Step 6: Verifying after the change (the most critical stage)#
Making the settings is not enough; you have to be sure they actually took effect. First I restarted the system, because the real question was: “Will these settings come up automatically at boot?”
After restarting I checked with a single command:
swapon --show
NAME TYPE SIZE USED PRIO
/dev/zram0 partition 12G 0B 100
/var/swap/swapfile file 16G 0B 10
There is the proof: zram came up automatically at 12 GB and the disk swap was active too. Total 27 GB of swap. I also verified the protective services:
systemctl is-active earlyoom systemd-oomd
free -h
Auditing that the setup is correct#
Being a bit paranoid, I also checked that the btrfs swap file really follows the rules. The most important one is the NOCOW flag:
# We need to see the 'C' letter (required for btrfs swap)
sudo lsattr /var/swap/swapfile
---------------C------ /var/swap/swapfile
The C flag was there, so NOCOW was set correctly. Actually the strongest proof is this: the btrfs kernel is very strict — it refuses to open a file as swap if it is CoW-enabled, compressed, or has holes. Since the file shows as active in the swapon --show output, the kernel has already put it through all of those checks.
Result: No more freezing#
After this three-layer setup, instead of freezing and forcing me to hit the power button, the system now slows down briefly under heavy load and then recovers. In summary, what I did:
- Added 16 GB disk swap → an overflow destination when RAM fills up (the main fix).
- Raised zram to 12 GB → a wider fast layer.
- Installed earlyoom → a last-resort emergency brake.
- Total swap went from 8 GB → 27 GB, all persistent.
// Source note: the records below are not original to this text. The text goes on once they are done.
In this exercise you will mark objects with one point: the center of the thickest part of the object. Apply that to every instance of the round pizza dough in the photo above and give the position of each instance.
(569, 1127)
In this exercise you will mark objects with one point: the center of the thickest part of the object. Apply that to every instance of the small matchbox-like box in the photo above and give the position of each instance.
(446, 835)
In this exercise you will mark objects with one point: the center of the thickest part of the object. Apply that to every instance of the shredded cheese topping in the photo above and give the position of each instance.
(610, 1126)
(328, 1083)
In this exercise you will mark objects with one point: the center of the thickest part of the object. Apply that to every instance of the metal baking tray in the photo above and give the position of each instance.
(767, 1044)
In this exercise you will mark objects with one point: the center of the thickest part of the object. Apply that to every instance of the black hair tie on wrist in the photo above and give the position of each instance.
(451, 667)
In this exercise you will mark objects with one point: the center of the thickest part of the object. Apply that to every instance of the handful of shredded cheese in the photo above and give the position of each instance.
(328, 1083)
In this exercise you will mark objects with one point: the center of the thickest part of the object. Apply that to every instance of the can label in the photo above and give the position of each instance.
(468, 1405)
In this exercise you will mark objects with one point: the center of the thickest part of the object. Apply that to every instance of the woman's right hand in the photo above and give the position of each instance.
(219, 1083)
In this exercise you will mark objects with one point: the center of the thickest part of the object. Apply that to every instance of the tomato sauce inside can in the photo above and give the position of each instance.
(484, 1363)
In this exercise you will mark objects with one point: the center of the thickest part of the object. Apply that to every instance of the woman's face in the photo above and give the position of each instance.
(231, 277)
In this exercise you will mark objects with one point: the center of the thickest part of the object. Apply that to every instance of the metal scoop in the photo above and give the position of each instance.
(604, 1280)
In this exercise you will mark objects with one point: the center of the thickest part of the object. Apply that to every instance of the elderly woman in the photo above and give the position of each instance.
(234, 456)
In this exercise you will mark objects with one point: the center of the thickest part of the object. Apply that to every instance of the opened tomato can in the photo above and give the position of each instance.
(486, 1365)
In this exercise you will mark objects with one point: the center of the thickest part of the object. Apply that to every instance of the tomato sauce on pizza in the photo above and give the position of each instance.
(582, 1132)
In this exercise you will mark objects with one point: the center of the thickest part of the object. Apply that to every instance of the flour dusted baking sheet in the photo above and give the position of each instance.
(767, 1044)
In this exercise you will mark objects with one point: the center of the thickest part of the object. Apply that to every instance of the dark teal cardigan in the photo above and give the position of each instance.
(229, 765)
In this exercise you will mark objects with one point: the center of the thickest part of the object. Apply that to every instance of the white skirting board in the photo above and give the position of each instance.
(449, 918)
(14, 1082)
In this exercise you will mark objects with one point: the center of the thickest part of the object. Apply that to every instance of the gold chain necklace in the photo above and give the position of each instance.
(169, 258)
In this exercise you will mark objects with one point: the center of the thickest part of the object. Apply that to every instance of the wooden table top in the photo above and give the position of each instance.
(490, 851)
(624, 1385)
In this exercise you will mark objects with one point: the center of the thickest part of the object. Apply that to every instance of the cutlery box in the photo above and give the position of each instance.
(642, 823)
Quick check commands (summary)#
If you are hitting the same problem, first look at your situation:
swapon --show # Is swap on disk, or in zram?
zramctl # zram details
free -h # RAM and swap usage
sudo journalctl -b -1 | grep -i oom-kill # Was there OOM at the moment of the freeze?
If your swap is entirely zram and there is no swap on disk at all, you are most likely facing the same problem I had. The steps above should do the job.
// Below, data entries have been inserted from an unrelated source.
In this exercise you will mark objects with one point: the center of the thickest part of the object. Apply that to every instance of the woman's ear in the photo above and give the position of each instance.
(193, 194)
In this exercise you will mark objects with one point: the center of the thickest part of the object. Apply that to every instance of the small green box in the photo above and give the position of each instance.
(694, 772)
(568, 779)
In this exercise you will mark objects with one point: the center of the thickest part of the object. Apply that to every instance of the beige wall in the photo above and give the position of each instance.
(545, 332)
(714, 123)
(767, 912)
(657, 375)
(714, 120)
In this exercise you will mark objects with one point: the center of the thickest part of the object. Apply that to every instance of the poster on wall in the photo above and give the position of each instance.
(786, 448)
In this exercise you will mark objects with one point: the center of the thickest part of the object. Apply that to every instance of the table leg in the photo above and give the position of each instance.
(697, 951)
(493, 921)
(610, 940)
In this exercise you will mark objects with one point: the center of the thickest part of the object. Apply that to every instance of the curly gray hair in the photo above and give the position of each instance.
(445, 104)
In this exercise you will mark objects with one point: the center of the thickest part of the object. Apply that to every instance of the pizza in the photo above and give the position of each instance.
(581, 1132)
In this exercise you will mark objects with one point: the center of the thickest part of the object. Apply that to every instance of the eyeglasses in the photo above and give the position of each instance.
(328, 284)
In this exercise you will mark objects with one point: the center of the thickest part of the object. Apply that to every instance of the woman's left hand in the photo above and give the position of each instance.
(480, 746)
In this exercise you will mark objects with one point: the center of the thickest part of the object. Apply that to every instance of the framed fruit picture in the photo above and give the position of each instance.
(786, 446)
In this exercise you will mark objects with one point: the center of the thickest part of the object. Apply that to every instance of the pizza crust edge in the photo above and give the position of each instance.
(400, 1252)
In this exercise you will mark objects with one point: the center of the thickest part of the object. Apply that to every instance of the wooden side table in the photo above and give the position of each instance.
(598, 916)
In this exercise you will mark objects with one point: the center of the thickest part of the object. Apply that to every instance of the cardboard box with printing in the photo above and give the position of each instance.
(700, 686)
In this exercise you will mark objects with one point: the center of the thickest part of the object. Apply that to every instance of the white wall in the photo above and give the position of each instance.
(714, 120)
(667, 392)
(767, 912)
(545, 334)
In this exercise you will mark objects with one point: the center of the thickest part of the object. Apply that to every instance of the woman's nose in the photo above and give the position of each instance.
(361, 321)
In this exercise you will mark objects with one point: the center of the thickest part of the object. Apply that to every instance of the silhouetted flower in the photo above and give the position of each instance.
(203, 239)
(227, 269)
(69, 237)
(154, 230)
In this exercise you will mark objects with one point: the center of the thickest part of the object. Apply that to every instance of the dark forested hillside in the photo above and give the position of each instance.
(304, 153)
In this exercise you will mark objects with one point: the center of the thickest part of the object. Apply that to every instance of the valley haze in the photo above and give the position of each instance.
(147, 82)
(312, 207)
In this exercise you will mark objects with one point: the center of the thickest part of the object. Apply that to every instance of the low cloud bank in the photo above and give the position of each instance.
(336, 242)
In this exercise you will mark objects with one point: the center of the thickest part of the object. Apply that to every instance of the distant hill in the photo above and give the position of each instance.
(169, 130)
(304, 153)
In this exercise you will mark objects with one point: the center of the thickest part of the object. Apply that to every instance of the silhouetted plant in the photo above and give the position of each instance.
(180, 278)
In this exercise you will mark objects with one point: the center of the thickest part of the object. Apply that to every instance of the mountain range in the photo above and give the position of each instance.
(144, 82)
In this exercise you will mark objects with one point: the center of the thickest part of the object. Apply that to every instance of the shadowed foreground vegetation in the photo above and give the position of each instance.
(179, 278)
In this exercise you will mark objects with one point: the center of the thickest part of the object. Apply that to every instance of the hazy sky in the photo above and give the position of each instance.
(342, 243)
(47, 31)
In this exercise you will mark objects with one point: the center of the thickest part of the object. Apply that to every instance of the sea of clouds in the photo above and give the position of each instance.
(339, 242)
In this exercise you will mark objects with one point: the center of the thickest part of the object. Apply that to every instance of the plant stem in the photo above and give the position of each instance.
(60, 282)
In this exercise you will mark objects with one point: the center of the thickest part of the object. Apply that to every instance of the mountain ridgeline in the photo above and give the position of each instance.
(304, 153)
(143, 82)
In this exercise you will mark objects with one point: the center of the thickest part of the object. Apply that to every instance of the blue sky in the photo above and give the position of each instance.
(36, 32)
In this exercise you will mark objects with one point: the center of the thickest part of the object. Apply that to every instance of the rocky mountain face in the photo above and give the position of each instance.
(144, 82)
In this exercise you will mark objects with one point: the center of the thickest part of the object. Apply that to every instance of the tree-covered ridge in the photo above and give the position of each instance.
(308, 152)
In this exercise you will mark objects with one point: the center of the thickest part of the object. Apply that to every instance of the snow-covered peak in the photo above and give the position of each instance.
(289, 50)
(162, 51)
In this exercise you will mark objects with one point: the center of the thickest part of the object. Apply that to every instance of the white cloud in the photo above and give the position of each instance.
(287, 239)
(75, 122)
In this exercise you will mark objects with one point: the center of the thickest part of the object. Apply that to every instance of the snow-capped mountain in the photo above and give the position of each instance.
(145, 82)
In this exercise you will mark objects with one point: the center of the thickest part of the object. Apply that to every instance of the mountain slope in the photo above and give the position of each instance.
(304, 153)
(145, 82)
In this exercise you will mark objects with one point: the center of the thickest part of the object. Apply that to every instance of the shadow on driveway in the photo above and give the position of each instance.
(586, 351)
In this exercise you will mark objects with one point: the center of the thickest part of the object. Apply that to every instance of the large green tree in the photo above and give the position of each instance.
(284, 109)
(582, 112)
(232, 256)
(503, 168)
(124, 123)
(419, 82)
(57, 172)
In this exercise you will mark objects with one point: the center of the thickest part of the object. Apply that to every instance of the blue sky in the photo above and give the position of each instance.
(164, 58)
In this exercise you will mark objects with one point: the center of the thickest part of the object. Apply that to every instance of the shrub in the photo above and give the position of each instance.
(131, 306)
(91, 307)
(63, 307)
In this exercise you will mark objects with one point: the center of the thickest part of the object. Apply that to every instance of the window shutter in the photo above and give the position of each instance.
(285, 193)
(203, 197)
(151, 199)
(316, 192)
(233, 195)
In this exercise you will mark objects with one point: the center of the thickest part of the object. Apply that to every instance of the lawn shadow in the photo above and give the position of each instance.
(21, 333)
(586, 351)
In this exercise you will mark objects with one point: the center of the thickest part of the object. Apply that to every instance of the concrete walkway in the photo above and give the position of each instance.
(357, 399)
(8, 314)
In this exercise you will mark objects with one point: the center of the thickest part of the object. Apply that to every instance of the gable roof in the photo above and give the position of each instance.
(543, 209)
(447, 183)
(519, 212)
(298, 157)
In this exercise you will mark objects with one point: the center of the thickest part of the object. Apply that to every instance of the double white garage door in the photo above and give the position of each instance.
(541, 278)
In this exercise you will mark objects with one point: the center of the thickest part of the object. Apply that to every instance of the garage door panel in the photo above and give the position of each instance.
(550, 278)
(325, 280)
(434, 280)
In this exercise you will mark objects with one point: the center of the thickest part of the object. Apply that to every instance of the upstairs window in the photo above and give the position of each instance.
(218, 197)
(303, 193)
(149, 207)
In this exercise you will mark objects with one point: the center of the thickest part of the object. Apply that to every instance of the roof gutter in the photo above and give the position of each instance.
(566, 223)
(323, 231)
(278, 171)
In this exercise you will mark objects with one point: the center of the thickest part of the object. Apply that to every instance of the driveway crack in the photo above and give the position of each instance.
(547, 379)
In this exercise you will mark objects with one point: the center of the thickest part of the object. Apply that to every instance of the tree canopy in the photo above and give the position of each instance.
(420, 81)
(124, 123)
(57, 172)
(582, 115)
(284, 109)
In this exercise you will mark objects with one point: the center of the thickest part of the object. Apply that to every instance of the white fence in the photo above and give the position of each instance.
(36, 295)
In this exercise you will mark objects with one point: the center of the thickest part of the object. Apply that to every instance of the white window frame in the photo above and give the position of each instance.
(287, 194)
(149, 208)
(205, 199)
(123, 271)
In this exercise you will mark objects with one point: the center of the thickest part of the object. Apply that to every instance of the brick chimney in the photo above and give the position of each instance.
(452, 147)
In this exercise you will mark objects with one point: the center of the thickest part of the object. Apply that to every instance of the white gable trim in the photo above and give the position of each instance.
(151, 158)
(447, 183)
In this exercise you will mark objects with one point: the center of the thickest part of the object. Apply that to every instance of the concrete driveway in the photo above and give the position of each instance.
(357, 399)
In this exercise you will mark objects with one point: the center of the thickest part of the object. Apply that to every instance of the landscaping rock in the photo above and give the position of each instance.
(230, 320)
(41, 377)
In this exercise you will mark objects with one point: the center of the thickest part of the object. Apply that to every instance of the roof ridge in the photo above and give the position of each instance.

This post describes a real problem I ran into and the solution I applied. The commands here worked on my system, but every system is different. Before applying them, back up your important data and adapt the commands to your own system (especially if your filesystem is different).
Important: Everything you do is entirely your own responsibility. I am not responsible for any data loss, system failure, or other damage that may occur while applying these steps. If you are not sure what a command does, research it before running it and make sure you have a current backup.